Possibly linked to the Nazca Lines, with some of these pointing to the pyramids, you’re likely to have the site to yourself. Guides are recommended as it’s difficult to find alone and of course, they can give a lot of fascinating information on the site that you wouldn't get without them due to the lack of information boards. It can be extremely hot with little shade, so take lots of water.

In the distance you should be able to catch a glimpse of the white Cerro Blanco, the highest known sand dune in the world at 2078m above sea level can be seen.

Cahuachi Pyramids

Chauchilla Cemetery

Located around 30km south-east of Nazca off the Pan American Highway lies a dirt road. The brown flat land it travels through is broken by white specks and distant red and pinkish hills. The road leads to Chauchilla Cemetery, the burial ground for the Ica-Chincha culture, late period Nazca people. Thirteen brown thatched roofs cover 2m deep burial pits. In those pits, empty eye-socketed mummies stare back.

Buried here around 1000AD, the dry environment and the resin the bodies were painted with has helped preserve them. The bodies sit with knees drawn up and you can catch glimpses of leathery brown skin beneath burial cloths which still retain a little colour. They’re surrounded by pottery, items needed in the afterlife for preparing meals. Headbands still remain around the mummies’ foreheads holding black, long, matted hair in place.

This area doesn't usually have an abundance of tourists, so prepare for some creepy vibes if you're there on your own!

Chauchilla Cemetery

Nazca Lines

The reasons behind the Nazca Lines remain a mystery to this day. Why were they drawn?

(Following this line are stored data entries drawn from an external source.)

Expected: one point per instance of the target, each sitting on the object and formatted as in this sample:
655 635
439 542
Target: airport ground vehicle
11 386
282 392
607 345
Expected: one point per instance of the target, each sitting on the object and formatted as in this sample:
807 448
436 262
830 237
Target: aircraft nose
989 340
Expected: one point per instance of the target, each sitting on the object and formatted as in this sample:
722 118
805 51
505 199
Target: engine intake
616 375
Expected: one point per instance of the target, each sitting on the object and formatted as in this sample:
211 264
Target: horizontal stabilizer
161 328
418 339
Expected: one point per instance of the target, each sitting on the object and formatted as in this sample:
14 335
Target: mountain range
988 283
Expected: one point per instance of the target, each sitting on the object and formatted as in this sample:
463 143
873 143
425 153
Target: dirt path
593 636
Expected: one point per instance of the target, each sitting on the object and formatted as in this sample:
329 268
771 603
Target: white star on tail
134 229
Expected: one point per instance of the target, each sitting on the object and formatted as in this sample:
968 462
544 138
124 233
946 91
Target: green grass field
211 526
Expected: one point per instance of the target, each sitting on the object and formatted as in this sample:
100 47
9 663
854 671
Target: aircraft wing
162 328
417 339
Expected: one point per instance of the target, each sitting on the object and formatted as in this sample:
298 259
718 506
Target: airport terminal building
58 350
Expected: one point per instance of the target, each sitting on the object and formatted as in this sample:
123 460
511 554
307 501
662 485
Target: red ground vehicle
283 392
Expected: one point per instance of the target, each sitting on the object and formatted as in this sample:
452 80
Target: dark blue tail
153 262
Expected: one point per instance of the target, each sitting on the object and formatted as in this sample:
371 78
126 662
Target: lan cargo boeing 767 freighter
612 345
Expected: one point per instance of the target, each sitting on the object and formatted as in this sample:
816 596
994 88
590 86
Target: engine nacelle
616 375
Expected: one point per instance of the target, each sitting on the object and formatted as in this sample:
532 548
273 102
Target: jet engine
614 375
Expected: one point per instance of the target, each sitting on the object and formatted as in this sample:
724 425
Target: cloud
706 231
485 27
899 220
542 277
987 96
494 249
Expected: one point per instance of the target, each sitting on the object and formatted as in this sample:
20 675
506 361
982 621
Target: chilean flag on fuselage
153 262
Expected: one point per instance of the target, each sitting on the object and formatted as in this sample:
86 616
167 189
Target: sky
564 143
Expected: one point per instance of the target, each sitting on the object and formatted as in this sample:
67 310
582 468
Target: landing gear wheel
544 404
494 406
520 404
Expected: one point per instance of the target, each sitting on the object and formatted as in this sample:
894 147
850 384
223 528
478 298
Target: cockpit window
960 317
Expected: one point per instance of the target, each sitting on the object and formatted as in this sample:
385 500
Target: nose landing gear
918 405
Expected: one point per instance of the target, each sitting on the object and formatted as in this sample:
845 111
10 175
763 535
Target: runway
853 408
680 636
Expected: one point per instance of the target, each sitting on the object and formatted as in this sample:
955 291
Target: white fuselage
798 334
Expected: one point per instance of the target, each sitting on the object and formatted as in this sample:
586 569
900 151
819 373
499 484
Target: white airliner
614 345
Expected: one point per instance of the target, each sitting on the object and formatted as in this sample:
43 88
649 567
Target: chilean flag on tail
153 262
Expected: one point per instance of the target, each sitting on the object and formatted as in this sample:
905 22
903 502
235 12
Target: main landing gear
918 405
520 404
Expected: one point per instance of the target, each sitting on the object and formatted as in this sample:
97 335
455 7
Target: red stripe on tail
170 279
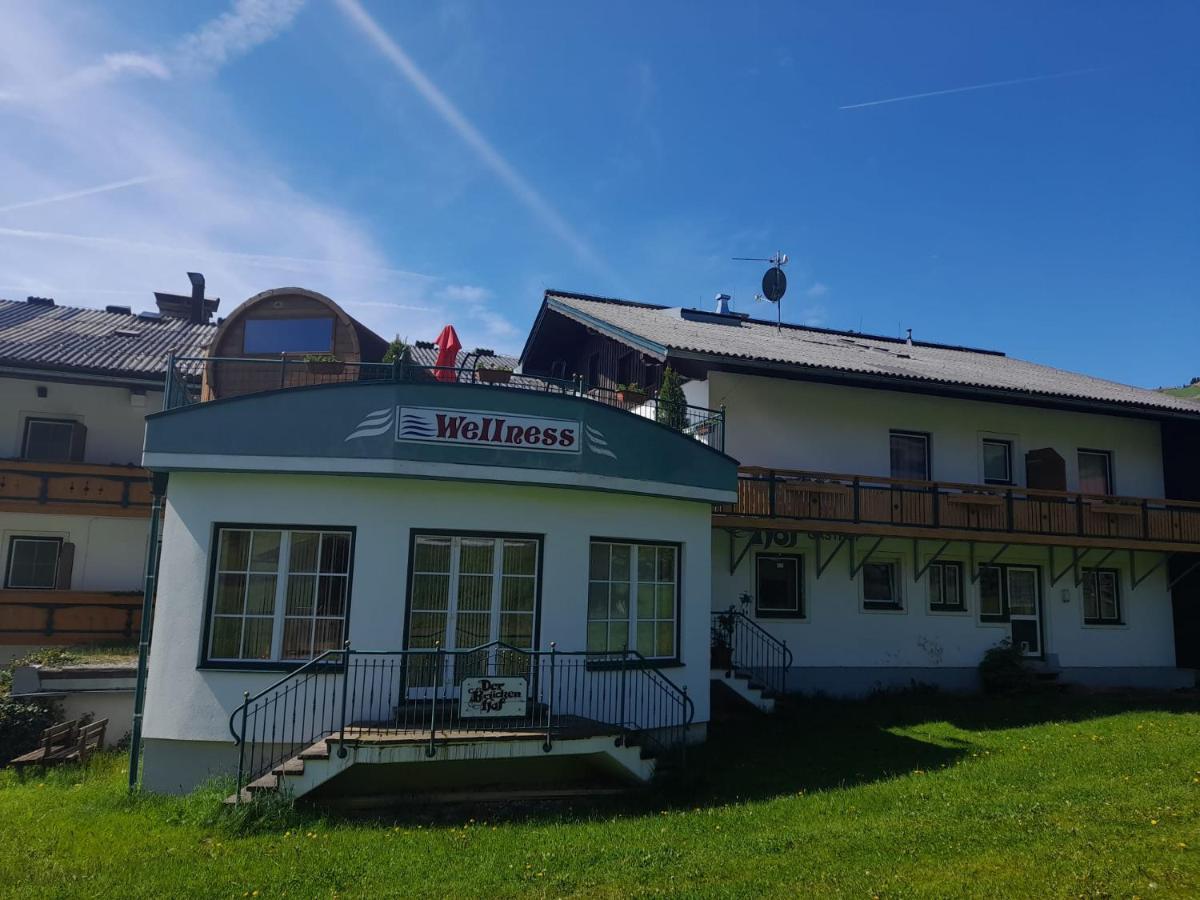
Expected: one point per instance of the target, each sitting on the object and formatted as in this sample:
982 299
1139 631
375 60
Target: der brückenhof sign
499 696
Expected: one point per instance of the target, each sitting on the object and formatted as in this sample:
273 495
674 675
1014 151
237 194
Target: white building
905 505
532 569
76 387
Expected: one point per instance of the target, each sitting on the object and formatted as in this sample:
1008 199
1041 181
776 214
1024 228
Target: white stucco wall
115 426
187 703
835 429
838 633
109 550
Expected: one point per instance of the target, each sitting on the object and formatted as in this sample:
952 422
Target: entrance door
1024 609
467 592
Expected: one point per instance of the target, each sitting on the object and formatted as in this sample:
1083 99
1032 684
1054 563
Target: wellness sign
473 427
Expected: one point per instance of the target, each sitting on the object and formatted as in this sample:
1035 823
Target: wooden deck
787 499
75 489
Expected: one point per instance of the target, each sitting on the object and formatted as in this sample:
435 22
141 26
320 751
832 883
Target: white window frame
636 547
1102 623
279 611
802 612
928 438
940 564
898 585
31 538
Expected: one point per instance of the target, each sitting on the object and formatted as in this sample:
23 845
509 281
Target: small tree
396 351
672 403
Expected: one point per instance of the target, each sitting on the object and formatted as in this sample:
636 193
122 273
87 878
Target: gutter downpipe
159 487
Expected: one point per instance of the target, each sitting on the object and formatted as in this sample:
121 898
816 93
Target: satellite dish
774 285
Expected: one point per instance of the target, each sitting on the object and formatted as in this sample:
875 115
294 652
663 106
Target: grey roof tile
757 341
94 341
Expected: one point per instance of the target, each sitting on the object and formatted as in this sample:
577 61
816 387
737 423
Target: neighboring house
76 387
904 505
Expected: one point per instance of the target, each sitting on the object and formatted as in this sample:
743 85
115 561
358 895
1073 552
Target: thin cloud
83 192
987 85
442 105
262 259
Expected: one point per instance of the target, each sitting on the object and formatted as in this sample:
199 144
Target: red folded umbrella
448 354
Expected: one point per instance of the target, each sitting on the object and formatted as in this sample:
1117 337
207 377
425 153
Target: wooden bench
65 742
55 741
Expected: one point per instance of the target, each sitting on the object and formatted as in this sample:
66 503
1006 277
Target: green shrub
21 726
1002 670
672 403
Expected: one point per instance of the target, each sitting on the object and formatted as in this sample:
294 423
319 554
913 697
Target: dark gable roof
81 342
759 343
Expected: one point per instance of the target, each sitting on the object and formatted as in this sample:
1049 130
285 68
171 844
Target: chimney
197 316
195 309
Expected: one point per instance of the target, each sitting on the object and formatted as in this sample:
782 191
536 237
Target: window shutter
78 441
66 563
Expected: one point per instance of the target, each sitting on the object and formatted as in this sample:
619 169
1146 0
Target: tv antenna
774 282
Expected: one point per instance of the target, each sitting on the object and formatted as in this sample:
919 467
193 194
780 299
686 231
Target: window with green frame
634 598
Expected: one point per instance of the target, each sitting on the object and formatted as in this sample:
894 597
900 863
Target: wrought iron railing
191 379
874 501
750 649
346 697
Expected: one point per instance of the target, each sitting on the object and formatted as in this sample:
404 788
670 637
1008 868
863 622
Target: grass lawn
915 796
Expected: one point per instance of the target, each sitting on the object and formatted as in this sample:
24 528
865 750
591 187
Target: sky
1018 177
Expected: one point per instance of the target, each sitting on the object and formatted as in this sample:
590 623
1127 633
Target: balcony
69 617
193 379
73 489
785 499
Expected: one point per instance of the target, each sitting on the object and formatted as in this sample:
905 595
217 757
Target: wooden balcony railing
73 487
867 504
66 617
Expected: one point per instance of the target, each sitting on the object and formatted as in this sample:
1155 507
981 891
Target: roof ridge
790 325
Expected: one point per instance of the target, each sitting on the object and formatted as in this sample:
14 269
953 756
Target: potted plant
324 364
721 649
493 375
631 394
672 408
721 641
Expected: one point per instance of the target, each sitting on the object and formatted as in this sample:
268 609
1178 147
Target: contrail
263 259
971 88
442 105
84 192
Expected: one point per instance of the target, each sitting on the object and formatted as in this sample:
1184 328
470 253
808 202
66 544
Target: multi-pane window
279 594
471 591
881 586
1007 591
1096 472
299 335
946 587
33 563
997 461
1102 597
53 439
910 455
780 587
633 598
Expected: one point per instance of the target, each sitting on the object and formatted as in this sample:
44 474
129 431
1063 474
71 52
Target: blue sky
432 162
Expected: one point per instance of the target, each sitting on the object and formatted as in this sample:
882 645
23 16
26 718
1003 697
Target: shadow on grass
807 745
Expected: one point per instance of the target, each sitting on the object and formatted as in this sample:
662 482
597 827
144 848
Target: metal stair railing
413 696
754 652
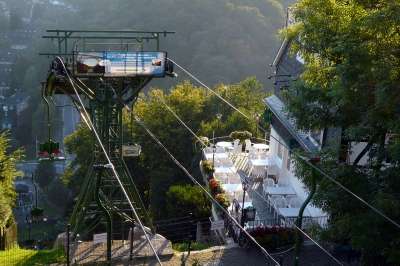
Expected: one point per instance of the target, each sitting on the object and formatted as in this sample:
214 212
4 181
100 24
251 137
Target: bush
272 237
207 167
215 187
242 135
181 200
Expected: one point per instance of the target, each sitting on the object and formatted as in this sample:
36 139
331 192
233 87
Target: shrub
215 187
200 141
207 167
223 200
272 237
242 135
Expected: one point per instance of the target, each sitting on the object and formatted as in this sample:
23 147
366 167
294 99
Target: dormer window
316 136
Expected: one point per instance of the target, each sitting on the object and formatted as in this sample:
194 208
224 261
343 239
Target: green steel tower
107 70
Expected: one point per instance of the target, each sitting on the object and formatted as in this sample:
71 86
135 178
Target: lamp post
219 119
257 116
214 149
244 187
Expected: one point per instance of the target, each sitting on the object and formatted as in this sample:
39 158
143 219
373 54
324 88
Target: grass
181 247
20 257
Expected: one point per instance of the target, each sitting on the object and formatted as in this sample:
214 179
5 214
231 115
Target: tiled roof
277 108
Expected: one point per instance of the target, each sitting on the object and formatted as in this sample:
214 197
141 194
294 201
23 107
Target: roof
277 108
279 55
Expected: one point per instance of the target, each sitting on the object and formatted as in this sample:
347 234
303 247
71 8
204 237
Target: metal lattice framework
105 68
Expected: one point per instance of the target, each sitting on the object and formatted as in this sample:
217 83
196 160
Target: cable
295 153
109 161
293 224
222 99
194 180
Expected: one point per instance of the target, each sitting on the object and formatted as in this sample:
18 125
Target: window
316 136
280 148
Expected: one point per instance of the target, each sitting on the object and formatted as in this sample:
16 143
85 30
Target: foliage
227 46
19 256
223 200
215 187
350 81
207 167
58 193
80 144
45 173
201 142
272 237
182 200
153 171
241 135
16 21
8 174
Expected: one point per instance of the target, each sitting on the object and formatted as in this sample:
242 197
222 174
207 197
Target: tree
3 20
16 22
8 174
58 193
182 200
81 144
37 11
350 80
45 173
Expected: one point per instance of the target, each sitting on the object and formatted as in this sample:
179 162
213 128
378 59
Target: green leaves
350 81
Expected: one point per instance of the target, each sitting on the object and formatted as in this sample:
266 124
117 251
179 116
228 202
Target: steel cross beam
108 194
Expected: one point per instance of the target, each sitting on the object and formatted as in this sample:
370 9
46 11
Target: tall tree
45 173
8 174
16 22
350 80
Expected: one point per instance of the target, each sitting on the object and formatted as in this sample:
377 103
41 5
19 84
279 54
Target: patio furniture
279 203
282 182
267 182
281 191
271 200
295 203
288 198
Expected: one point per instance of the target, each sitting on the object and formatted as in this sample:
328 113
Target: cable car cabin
131 150
50 151
37 215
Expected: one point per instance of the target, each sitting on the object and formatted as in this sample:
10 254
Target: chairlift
50 151
131 150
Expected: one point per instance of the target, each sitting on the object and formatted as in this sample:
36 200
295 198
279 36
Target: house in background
288 67
6 124
13 106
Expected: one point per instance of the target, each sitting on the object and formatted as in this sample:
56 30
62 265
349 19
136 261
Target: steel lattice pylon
105 86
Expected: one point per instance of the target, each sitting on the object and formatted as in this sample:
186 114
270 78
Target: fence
228 247
8 237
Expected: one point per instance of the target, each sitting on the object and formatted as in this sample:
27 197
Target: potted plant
201 142
241 135
223 200
215 186
208 168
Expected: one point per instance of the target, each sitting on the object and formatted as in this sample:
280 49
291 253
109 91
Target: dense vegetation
351 78
8 174
215 40
154 172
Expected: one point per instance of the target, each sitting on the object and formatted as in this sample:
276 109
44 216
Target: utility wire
109 161
193 179
291 222
295 153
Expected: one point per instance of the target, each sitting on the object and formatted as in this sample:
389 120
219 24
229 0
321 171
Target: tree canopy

Maria Reiche is a German-born Peruvian archaeologist who devoted much of her life to studying them and earned the nickname 'Lady of the Lines'. She believed the lines and shapes were astronomical calendars or depictions of constellations. She was instrumental in having them protected in 1978 and in 1994 when the area became a World Heritage Site. Discovered in the 1930s after pilots spotted lines, rectangles and triangles drawn across the desert, further investigations have found around seventy animal and other shapes – one which resembles an astronaut. Known as geoglyphs (designs created by moving stones or earth on a landscape), the Nazca Lines have been studied by many. There are suggestions that they were drawn by aliens – the lines being runways for spacecraft, or used as directions for primitive forms of hot air balloons. By dating pottery left nearby the sites, it is thought they were created somewhere between AD445 - AD605. The lines can be viewed from the ground or air. Both are highly recommended.

Approximately 25km north of Nazca on the side of the Pan American Highway stands a metal viewing tower. For a small cost, tourists can climb the 18m El Mirador and view the outline of two hands and a many-branched tree. Several tour companies fly over the lines leaving from Maria Reiche Airport in Nazca. Planes are normally six or eight-seater Cessna which can leave passengers feeling a little queasy on the thirty-minute flight, however, no matter what side of the plane you sit on, you will see the many lines and geometrical shapes spread across the brown desert. The scale is staggering, one triangle is measured at 3km long. Pilots circle a number of shapes etched in the stone surface such as a whale measuring 65m in length, a 93m-long hummingbird, a 135m condor, a monkey, a spider, and the astronaut.

It’s difficult to take photos due to the continual movement, so it’s best just to enjoy the sight of these precisely drawn figures. You’ll be left perplexed, still asking the questions that no one has been able to answer. Why? How?